Step 1: The quantities we know are:
$B = 0.10 T$, $I = 2.0 A$ and $L = 0.05 m$
Step 2: Now we can calculate the force on one side of the loop using the equation
$F = BIL$:
$\begin{array}{l}
F = 0.10 \times 2.0 \times 0.05\\
= 0.10N
\end{array}$
Step 3: The two forces on opposite sides of the loop are equal and anti-parallel. In other words, they form a couple. From Chapter 4, you should recall that the torque (moment) of a couple is equal to the magnitude of one of the forces times the perpendicular distance between them. The two forces are separated by $0.08 m$, so:
$\begin{array}{l}
torque = force \times seperation\\
= 0.01 \times 0.08\\
= 8.0 \times {10^{ - 4}}N\,m
\end{array}$
Questions
10) A wire of length $50 cm$ carrying a current of $2.4 A$ lies at right angles to a magnetic field of flux density $5.0 mT$. Calculate the force on the wire.

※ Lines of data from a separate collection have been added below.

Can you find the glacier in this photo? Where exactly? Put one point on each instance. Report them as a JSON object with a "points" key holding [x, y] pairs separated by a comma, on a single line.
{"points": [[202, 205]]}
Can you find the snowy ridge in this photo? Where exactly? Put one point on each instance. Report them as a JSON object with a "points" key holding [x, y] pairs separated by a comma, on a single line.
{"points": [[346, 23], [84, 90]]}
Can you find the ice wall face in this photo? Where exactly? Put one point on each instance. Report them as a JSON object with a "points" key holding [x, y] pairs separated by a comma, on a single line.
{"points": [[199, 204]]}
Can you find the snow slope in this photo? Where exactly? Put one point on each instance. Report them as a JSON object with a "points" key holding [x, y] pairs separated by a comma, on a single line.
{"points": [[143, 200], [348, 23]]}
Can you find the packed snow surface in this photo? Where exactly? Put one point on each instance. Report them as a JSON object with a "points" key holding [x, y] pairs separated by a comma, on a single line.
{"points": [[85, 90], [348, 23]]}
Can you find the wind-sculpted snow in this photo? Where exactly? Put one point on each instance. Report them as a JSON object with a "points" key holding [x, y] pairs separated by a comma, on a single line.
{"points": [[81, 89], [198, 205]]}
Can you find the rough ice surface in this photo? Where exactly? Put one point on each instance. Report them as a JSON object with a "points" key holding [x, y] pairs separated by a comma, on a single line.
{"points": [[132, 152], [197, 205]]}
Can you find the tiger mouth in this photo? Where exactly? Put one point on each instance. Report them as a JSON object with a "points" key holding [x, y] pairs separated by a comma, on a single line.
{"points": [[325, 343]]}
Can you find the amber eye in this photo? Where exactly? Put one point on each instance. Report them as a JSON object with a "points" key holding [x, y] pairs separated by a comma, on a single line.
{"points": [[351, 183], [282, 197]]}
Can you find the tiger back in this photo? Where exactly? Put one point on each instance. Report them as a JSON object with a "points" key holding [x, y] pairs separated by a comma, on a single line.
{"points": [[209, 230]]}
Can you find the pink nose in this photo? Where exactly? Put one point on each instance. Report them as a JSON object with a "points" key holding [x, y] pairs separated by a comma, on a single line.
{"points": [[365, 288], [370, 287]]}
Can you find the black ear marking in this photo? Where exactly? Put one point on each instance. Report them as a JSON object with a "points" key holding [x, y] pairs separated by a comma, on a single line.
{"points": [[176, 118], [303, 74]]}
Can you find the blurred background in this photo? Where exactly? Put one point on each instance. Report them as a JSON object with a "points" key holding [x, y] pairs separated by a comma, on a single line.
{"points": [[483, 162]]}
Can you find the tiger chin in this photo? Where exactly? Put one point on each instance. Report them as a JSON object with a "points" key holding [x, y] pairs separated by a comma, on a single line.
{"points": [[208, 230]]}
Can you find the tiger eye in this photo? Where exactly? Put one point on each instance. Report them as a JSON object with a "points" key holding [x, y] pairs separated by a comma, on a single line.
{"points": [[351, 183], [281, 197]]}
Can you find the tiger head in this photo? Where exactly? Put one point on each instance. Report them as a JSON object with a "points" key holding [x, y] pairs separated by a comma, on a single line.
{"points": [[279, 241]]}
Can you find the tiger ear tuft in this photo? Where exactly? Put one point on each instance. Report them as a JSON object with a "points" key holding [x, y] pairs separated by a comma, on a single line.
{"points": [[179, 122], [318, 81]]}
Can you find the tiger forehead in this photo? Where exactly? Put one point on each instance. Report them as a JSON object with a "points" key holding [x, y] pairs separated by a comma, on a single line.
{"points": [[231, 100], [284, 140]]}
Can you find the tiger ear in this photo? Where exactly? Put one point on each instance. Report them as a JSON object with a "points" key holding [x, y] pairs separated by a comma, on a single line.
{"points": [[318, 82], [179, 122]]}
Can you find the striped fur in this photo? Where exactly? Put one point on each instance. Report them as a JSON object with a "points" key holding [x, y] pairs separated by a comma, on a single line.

11) The coil of an electric motor is made up of 200 turns of wire carrying a current of $1.0 A$. The coil is square, with sides of length $20 cm$, and it is placed in a magnetic field of flux density $0.05 T$.
a: Determine the maximum force exerted on the side of the coil.
b: In what position must the coil be for this force to have its greatest turning effect?
c: List four ways in which the motor could be made more ‘powerful’ – that is, have greater torque.
At an angle other than ${90^ \circ }$
Now we must consider the situation where the current-carrying conductor cuts across a magnetic field at an angle other than a right angle. In Figure 24.20, the force gets weaker as the conductor is moved round from OA to OB, to OC and finally to OD. In the position OD, there is no force on the conductor. To calculate the force, we need to find the component of the magnetic flux density B at right angles to the current. This component is $B\sin \theta $, where $\theta $ is the angle between the magnetic field and the current or the conductor. Substituting this into the equation $F = BIL$ gives:
$F = (B\,IL\sin \theta )\,IL$
or simply:
$F = B\,IL\sin \theta \,$
Now look at Worked example 2.
Question
12) What force is exerted on each of the currents shown in Figure 24.21, and in what direction does each force act?